Last year, I was very lucky to get the chance to travel and study in Japan. It has always been my dream to come to Japan since high school as I watched a lot of Japanese TV shows and wanted to experience the Japanese culture by myself. Now after almost one month of stay in Japan, I can say my Japanese improved a lot and I learnt more Japanese culture.
I came to Japan early before the start the program and went to Kyushu area for travelling. Even in winter, the mountains in Kyushu was so pretty. I still remember how nice the people I met there were. When I was trying to go to the mountain in Kirishima and was told there was no bus access, a taxi driver offered to drive me and my friend there. Not only did he charge us a little, he showed us multiple hidden spots on the mountain and tried to explain the history behind it.
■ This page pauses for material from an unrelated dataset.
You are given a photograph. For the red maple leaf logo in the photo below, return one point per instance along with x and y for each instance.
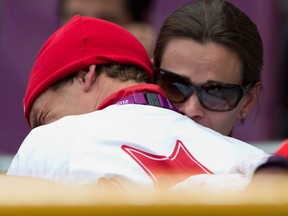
(170, 170)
As my cultural class in Amagasaki was about to start, I said goodbye to my boyfriend who was travelling with me and went to Amagasaki one day prior to the start day of the program.
This winter program consists of Japanese language study, school visits and home stay experience. I want to share with you my experience from each parts and what I learnt out of them.
Students From Brisbane and Fiji
Namba, Osaka – one of the most crowded shopping center in Japan
Japanese Language study
We are very lucky to have Fujiwara Sensei as our Japanese language teacher who is humorous and knowledgeable. Her style of teaching is very interactive and encouraging. In each of the class, we spent almost fifty percent of the time in speaking. As a result, at the end of the first week, we already known how to greet and order food in Japanese. Although the program has already ended now, I will continue learning Japanese. I hope next time when I come back to Japan, I will be able to communicate better with my Japanese friends.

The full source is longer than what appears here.